CIRCUS TENTS GO UP DESPITE RAIN.
Sells-Floto Organization Covers Wet Ground With Dry Sawdust.
Two long sections of yellow and white cars pulled into the Santa Fe yards yesterday afternoon, proclaiming the advent of the Sells-Floto circus, which will exhibit for the next two days at the Sixteenth street and Indiana avenue circus grounds. Owing to the rain the wagons were whisked away to the "lot in a hurry, where the grounds were undergoing a process of preparation in the way of plenty of hay and sawdust for the comfort of the patrons.
When the glad-voiced calliope pipes forth on the streets this morning at 10:30 o'clock, starting the parade over the usual route, there will be many spectators on the curbstones to cry "welcome to our city" to the elephants. The circus agents say it will be the finest circus parade that has been gotten off the front steps and sidewalks for an age.

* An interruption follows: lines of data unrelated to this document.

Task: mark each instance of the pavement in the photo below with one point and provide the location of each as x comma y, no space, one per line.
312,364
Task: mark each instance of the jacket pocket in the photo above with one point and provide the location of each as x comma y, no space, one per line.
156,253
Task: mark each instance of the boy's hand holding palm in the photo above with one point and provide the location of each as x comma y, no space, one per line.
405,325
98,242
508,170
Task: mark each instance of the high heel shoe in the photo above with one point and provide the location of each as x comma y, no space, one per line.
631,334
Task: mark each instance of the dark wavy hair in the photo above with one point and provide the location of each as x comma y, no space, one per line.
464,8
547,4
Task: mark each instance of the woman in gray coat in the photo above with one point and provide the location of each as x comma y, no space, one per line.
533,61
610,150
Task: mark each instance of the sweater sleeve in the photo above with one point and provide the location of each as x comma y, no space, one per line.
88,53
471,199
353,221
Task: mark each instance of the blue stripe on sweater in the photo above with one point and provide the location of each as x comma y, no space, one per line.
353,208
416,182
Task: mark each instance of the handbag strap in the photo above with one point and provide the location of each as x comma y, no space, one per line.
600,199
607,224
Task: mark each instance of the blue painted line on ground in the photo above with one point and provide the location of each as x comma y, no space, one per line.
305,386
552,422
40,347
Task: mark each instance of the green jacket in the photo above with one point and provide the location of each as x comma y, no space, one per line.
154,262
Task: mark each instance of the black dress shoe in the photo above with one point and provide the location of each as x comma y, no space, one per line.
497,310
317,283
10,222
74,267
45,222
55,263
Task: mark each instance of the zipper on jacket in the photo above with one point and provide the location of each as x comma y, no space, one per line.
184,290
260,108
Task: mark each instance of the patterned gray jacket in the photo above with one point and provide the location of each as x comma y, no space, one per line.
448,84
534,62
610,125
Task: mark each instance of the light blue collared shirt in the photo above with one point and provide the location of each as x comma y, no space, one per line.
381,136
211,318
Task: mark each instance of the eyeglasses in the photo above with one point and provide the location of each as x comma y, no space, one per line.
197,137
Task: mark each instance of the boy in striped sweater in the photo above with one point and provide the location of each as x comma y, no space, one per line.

The first thing to meet the view will be the band wagon, with its team of twenty-four dappled gray horses. Dotted here and there down the rest of the line are other bands, organs, chimes and orchestras. There are ostriches, elephants, camels, ponies and many high-stepping thoroughbreds. In all there are 350.
The menagerie cages are to be open, displaying all sorts of creatures from jungle and forest, with the exception of "Little Miracle," a 2-week-old baby elephant which is yet in the "nursing bottle" stage and entirely too young to be taken beyond the limits of the menagerie tent. Then there are Zora, champion woman elephant trainer; Rosa Rosalend, champion somersault equestrienne; Rhoda Royal and his post-graduate high school horses and all the rest of the features which make up the programme, all except, of course, Jess Willard and Frank Gotch, who appear only at the performances.
The performance this afternoon begins at 2 o'clock and this evening at 8 o'clock. The doors opening at 1 and 7 to permit an inspection of the menagerie, Joyland and and ostrich farm.